Herzlich Willkommen in Schottland. Es gibt Leute, die reden über Schottland als ein Teil Grossbritanniens wie über Schaffhausen als Teil der Schweiz. Diese Menschen kennen weder Schottland, noch die Schotten.

Die Schotten sehen sich als eigenes Volk und immer mehr zeigt sich das auch im politischen Alltag Schottlands. So haben sie zum Beispiel im Jahr meiner Schottlandreise über ein wichtiges Referendum ihr eigenes Parlament gewählt, das auch über Steuergelder verfügen kann. Eine eigene Fussballmannschaft haben die Schotten ja schon lange.


Westlich von Inverness, bei Achnasheen 

Die zwei faszinierendsten Gegenden Schottlands sind die Highlands und die geschichtsträchtige Stadt Edinburgh (auf Schottisch "Edinb'rra" ausgesprochen).
Unter den Highlands versteht man das Gebiet zwischen Perth und Inverness, in dem es nicht viel mehr gibt als die Eisenbahnstrecke von Perth nach Inverness (eine kleine Übertreibung...).

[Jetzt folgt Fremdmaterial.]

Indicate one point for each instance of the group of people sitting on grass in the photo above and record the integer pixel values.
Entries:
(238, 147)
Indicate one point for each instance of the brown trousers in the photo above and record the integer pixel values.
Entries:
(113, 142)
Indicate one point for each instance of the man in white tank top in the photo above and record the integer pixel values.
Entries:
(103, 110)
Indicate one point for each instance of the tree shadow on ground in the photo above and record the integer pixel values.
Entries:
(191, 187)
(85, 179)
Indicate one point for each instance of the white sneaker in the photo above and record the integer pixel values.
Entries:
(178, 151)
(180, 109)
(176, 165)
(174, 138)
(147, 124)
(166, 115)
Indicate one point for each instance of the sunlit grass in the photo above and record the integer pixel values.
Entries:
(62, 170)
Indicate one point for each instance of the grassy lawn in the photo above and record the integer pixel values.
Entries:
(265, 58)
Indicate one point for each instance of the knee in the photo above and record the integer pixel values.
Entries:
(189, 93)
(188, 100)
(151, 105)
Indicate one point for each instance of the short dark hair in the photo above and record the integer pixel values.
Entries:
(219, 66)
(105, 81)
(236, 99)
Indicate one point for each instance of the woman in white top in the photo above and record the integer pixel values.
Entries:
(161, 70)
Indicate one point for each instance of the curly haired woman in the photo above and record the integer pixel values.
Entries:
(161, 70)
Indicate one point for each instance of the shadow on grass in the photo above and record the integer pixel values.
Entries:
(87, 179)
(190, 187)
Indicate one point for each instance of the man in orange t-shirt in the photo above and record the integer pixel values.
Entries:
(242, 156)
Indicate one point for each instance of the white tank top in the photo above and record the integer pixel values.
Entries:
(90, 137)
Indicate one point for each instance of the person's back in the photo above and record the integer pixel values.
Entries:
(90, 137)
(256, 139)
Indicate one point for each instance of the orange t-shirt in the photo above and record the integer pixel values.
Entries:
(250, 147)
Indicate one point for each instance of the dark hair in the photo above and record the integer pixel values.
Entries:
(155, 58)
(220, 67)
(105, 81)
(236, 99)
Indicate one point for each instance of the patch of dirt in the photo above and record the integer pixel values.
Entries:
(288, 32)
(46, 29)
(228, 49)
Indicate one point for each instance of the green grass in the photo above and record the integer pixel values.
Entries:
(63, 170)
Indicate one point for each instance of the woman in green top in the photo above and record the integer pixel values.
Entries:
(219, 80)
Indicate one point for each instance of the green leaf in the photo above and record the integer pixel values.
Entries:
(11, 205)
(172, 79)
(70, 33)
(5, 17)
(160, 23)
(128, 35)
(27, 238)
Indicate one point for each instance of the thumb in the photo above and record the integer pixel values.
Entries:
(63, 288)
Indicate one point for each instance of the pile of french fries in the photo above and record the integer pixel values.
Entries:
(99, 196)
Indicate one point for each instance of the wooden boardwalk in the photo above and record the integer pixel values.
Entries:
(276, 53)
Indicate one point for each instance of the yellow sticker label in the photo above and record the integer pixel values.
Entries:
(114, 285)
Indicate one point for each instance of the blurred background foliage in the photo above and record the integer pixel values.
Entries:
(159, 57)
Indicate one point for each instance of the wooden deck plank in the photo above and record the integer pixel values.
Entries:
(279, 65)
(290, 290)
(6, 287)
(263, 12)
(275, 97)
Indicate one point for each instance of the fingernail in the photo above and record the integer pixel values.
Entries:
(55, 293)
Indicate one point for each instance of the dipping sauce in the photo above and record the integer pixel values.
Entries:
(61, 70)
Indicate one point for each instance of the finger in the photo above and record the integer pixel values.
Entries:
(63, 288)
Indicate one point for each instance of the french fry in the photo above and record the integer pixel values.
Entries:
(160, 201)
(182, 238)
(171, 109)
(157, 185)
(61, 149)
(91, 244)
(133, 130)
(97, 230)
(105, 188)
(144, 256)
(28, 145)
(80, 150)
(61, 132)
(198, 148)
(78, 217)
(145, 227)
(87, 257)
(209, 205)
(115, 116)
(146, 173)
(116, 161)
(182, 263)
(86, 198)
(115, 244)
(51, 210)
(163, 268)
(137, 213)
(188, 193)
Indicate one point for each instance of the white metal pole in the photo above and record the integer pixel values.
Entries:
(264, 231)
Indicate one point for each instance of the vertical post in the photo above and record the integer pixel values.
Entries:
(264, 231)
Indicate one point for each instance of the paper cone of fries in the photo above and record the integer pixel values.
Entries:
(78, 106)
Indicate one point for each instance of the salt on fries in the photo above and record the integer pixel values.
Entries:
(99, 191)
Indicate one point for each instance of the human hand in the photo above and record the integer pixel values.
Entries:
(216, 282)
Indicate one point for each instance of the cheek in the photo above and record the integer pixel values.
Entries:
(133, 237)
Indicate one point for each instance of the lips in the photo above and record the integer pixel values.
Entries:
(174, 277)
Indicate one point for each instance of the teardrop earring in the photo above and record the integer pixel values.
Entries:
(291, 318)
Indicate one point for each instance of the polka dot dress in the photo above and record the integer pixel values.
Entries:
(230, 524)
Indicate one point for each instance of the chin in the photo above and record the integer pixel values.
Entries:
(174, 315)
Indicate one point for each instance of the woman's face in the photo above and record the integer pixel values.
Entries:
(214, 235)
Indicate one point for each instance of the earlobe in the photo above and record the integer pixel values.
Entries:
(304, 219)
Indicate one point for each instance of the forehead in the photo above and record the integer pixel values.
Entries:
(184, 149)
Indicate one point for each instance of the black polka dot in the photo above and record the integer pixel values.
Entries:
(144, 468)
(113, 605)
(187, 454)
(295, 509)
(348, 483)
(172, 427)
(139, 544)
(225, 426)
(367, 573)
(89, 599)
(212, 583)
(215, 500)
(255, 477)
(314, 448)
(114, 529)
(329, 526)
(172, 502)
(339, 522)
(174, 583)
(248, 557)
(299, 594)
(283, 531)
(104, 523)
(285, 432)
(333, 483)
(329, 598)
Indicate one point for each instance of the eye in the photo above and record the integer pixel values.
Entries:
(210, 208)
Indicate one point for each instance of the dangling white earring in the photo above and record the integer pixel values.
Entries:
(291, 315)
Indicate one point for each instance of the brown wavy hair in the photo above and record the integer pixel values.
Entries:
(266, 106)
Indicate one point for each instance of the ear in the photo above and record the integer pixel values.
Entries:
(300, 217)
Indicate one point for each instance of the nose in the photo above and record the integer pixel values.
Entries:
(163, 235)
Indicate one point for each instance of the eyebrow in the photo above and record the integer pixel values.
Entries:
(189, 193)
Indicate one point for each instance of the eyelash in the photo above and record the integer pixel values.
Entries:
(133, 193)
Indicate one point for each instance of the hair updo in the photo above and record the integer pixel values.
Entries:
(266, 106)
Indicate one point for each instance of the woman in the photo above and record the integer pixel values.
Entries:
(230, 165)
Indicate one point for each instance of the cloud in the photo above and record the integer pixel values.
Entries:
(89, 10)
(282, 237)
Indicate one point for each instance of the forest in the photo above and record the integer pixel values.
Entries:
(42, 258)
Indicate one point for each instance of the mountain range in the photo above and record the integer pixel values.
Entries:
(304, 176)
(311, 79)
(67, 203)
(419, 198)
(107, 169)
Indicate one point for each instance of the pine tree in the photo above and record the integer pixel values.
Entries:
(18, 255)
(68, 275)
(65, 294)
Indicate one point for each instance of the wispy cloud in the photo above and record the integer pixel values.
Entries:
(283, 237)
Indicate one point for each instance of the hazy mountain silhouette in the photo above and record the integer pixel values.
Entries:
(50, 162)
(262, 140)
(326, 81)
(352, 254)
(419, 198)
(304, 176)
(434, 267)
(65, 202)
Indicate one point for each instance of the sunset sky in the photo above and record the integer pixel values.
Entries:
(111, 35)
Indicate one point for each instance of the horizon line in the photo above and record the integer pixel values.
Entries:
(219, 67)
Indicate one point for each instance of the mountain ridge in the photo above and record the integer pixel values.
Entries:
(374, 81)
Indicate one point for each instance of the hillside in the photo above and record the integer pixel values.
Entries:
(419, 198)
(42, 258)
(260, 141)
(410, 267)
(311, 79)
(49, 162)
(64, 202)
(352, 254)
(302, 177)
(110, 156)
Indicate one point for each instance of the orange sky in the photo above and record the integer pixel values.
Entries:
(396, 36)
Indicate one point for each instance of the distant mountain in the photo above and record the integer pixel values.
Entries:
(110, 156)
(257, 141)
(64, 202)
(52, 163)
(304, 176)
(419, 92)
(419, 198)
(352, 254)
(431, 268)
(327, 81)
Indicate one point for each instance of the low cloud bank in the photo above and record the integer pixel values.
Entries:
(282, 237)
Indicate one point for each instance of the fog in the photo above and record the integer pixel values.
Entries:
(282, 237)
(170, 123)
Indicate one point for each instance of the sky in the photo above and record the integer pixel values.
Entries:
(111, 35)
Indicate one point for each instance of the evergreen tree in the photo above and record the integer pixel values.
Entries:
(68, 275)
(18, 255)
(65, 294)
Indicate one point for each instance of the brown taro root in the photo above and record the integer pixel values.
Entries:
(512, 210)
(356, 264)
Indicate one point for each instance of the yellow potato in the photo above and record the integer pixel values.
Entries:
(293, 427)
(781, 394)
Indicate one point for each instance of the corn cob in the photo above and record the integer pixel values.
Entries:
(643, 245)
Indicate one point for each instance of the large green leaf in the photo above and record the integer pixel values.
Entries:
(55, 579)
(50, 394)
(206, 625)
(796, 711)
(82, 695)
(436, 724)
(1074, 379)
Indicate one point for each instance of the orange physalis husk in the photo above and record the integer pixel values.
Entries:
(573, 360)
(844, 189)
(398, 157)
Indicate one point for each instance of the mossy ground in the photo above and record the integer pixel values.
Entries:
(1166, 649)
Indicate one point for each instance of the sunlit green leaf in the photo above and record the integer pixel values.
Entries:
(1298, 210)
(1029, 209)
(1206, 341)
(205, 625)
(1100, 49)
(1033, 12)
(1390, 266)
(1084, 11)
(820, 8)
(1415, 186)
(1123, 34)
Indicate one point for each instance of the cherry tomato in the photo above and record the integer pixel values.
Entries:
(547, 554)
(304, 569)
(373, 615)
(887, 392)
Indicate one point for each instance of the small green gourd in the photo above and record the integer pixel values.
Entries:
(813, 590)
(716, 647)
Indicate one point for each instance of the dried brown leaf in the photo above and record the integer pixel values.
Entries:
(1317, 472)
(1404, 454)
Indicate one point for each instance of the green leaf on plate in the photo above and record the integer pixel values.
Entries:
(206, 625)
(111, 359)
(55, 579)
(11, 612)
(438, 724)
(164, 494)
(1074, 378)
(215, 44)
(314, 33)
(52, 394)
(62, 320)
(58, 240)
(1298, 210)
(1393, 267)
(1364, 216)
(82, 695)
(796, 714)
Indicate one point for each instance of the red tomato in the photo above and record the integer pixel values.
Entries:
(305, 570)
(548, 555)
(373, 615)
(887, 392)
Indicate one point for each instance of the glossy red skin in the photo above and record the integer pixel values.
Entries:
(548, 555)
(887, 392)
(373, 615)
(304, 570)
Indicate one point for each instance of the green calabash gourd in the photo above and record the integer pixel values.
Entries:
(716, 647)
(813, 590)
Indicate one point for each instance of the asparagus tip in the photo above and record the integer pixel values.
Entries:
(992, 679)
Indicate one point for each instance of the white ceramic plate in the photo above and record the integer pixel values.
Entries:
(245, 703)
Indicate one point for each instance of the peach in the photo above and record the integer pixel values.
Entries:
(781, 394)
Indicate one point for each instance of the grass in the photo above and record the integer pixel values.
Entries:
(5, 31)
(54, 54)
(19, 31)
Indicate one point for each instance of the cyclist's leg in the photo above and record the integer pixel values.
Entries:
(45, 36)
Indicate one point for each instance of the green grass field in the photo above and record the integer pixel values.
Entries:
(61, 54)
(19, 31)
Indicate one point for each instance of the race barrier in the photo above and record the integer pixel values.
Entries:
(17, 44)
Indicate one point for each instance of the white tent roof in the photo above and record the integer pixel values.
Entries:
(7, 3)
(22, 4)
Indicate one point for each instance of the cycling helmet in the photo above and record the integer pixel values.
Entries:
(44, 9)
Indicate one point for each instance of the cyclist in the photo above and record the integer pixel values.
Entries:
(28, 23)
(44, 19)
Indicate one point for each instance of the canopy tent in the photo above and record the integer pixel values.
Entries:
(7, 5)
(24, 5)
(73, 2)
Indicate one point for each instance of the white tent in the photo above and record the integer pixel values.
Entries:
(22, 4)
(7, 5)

Natürlich trifft man in dieser Gegend auf viele der berühmten schottischen Whisky-Destillerien, die dem Whisky den Namen "Scotch" geben. Übrigens darf nur Whisky aus Schottland, der mehr als 8 Jahre gelagert wurde, diesen Namen tragen.
Ebenfalls antreffen kannst du in Schottland die weissen määhenden Wollknäuel, Sheeps genannt. Diesen Schafen wirst du garantiert nie aus dem Weg gehen können, sie sind überall. Und vermutlich wirst du Schottland auch nicht ohne einen gestrickten Wollpullover verlassen. In beinahe jedem Ort Schottlands (und etwas seltener auch in England) findest du eine Filiale der "Edinburgh Whoolen Mill", einer Kette, die sich auf qualitativ hochstehende Wollprodukte spezialisiert hat (soviel zur Werbung...)

Wenn du das Gebiet der Highlands erkunden willst, ist Inverness der ideale Ausgangspunkt. Von Edinburgh gelangst du mit der Eisenbahn dort hin. Die Fahrt dauert zwar ein paar Stunden, sie ist aber unvergesslich, denn sie führt teilweise durch Gebiete, in denen es ausser den Geleisen nicht viel anderes gibt. Ausser der atemberaubenden Natur natürlich (für einen bekennenden Städter wie mich immer wieder atemberaubend).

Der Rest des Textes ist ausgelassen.